August 1991/Illustrated C

Columns

Illustrated C

Processing Code Listings For Publication, Part 1

Leor Zolman

Leor Zolman bought his first microcomputer (an IMSAI 8080) while in high school in L.A., carried it to M.I.T., withdrew, and wrote the BDS C compiler with it in assembly language. That was enough assembly language hacking to last a lifetime, so now he enjoys UNIX/Xenix system administration, article writing, and raising his newborn daughter Katelyn. You can reach him at leor@rdpub.com or uunet!bdsoft!rdpub!leor.
If you leaf through this or most any other magazine, you may notice how the material is organized into columns. While advertising material and editorial narrative tend to make effective use of their allotted number of columns, long program listings are usually a different story.
The trouble is something inherent to the nature of structured programming: liberal use of indentation is standard, reasonable practice for maintaining readability. But once you've indented enough tab stops to the right there may not be much space remaining for code — especially if the entire width of the listing needs to fit in a space narrower than one full page.
Then there is the whole, messy issue of comments.

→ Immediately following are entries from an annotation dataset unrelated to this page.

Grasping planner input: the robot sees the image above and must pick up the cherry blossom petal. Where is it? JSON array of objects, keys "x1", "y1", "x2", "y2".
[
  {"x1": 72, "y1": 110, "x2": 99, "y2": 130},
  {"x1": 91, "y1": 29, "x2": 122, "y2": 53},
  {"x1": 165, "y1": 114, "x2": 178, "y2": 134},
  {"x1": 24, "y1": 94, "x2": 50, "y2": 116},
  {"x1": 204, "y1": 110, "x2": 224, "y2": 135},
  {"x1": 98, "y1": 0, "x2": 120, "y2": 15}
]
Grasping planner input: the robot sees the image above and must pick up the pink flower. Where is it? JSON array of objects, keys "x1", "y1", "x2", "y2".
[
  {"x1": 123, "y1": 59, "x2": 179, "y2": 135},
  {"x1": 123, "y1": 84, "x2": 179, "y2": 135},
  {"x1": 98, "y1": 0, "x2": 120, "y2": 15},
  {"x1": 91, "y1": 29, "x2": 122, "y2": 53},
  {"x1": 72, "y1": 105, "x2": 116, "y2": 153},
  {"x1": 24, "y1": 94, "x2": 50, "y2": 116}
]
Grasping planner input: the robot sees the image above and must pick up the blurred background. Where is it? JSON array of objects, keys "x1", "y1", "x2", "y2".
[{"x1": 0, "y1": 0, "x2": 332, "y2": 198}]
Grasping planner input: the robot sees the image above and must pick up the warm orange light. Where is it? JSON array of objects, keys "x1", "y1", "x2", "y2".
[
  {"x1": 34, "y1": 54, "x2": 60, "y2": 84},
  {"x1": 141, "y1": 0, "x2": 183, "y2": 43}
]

Unless you take advantage of the C++ // comment delimiter, it costs at least six columns of overhead just to delimit a complete comment on a single line of code ("/* " and " */", shown with a space character at each end to keep the comment text from bumping right up to each delimiter).
Two traditional solutions to this excessive-code-girth problem are
a) photographically reducing code listings
b) asking authors to re-write listings to reduce maximum line length
The first approach tends to result in printed listings that are difficult to both read and scan. In this and next month's columns, I'll present a pair of C programs that together provide a reasonably effective automated solution to the second approach.

Those Pesky Tabs
Most program editing today is probably performed using fairly intelligent text editors, such as EMACS/Epsilon, Brief, etc. One feature common to such editors is the ability to specify a custom "hard tab" value: When you insert a tab character, the cursor moves over to the next column of the display that is a multiple of n, where you have specified n as a global setting. The usual default for this tab setting is eight. With this default in 80 columns, it doesn't take many nested loops to cause C programs to begin storming the right margin. To make matters worse, the space normally available for code listings tends to run even less than that — actually around 65 character columns.
The varying interpretation of hard tabs is one of the most confusing factors in processing code listings. While an author may have written his code with a tab setting of four to conserve horizontal space, the program used by a magazine publisher to print out listings for publication may assume that a hard tab setting of eight was used in the preparation of the text. The result is an incorrectly formatted listing.
To deal with this possible conflict, an author may choose to use only 8-column hard tabs in listings to be published, leading to the line-length problem. Or, he can provide listings with all tabs converted to spaces. While this eliminates the possibility of misalignment, it also makes editing of the listing more difficult and time consuming.

Line Numbers
I prefer to include line numbers in listings appearing with my articles because it makes referring to specific lines of code so much easier. The line numbers themselves, however, do take up several valuable columns of space. By knowing how many lines a listing contains, however, we can at least limit the number of columns reserved for line numbers to the minimum necessary amount.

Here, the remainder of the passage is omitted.